Original docs
https://llama-stack.readthedocs.io/en/latest/getting_started/
Official Tutorial
https://rh-aiservices-bu.github.io/llama-stack-tutorial/modules/index.html
Note: Most of these examples use the "client-server" approach.
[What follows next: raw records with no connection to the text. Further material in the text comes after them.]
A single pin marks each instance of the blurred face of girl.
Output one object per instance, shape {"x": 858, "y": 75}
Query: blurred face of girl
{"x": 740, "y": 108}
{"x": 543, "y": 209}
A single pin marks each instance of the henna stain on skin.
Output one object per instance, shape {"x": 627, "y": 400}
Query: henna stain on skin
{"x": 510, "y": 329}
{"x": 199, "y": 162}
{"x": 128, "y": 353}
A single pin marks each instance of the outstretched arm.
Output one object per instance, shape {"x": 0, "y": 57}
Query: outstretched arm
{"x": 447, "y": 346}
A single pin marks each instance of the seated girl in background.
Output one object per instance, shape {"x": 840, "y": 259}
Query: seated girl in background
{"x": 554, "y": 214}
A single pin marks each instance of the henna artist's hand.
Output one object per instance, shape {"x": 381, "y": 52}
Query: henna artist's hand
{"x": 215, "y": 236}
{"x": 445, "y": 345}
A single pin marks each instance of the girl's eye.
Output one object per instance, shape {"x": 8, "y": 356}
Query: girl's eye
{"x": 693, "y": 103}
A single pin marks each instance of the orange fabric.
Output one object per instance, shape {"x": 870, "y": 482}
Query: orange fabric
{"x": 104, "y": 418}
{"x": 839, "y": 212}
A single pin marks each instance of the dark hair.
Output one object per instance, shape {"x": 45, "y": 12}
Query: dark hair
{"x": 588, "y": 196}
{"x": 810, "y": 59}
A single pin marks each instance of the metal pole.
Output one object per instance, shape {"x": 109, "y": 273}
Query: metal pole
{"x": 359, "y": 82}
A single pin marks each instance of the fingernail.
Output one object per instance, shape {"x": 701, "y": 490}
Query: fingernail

There is also a library mode that is some of the examples but commented out.
Terminal 1
ollama serve
Terminal 2
Use the "keepalive" parameter otherwise ollama quickly returns that memory back to the host
ollama run llama3.2:3b-instruct-fp16 --keepalive 60m
Note: this blocks the terminal as ollama run
allows you to chat with the model.
Use
/bye
And then ollama ps
to see if the model is still in memory
Terminal 3
There is some repetition below as I find different examples that would like slightly different env vars
export LLAMA_STACK_MODEL="meta-llama/Llama-3.2-3B-Instruct"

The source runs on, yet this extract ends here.